Velamen or velamen radicum is a spongy, multiple epidermis that covers the roots of some epiphytic or semi-epiphytic plants, such as orchid and Clivia species.

The velamen of an orchid is the white or gray covering of aerial roots (when dry, and usually more green when wet as a result of the appearance of underlying photosynthetic structures).  It is many cell layers thick and capable of absorbing atmospheric moisture and nutrients, but its main function may lie in protecting the underlying cells against damaging UV rays (Chomicki et al., 2015).

Often, the roots of orchids are associated with symbiotic fungi or bacteria; the latter may fix nutrients from the air.  This functionality allows the orchid to exist in locations that provide a reproductive or vegetative advantage such as improved exposure or reduced competition from other plant species.

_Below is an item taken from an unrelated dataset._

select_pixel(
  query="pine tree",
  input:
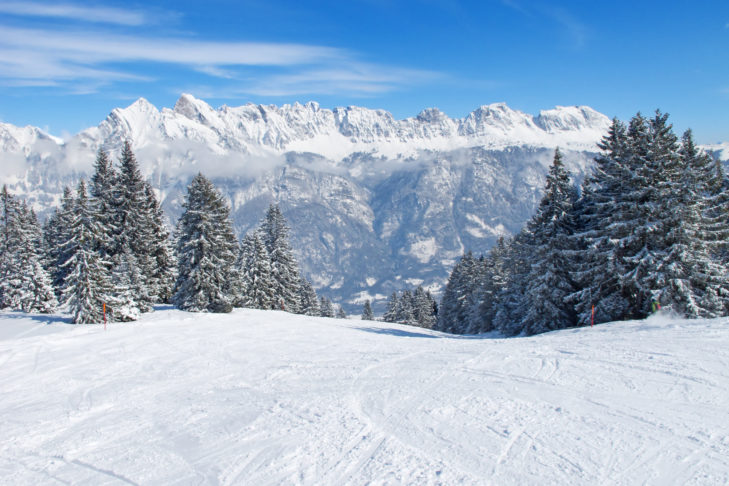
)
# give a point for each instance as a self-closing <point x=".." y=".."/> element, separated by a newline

The velamen also serves a mechanical function, protecting the vascular tissues in the root cortex, shielding the root from transpirational water loss, and, in many cases, adhering the plant to the substrate.

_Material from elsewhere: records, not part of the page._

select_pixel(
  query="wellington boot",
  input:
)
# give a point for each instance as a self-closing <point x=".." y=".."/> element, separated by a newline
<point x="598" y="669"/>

The typical orchid root has a stele of comparatively small diameter. It is surrounded by a cortex which is further enveloped by a highly specialized exodermis, most of which at maturity do not contain protoplasm. A few cells, however, are living and allow the passage of water through them. The exodermis is surrounded by velamen, consisting of one to several layers of cells, which can develop root hair under proper environmental conditions.

The velamen arises from the root tip by division of a special tissue. The dead cells of velamen diffuse light, thus giving it a grey appearance—except at the tips, where the chlorophyll become visible. Upon absorbing water, the dead cells become transparent, and the whole velamen tissue then appears green.

References 
 Chomicki, G., L. P. R. Bidel, F. Ming, M. Coiro, X. Zhang, Y. Wang, Y. Baissac, C. Jay-Allemand, and S. S. Renner. 2015. The velamen protects photosynthetic orchid roots against UV-B damage, and a large dated phylogeny implies multiple gains and losses of this function during the Cenozoic. New Phytologist 205(3): 1330–1341.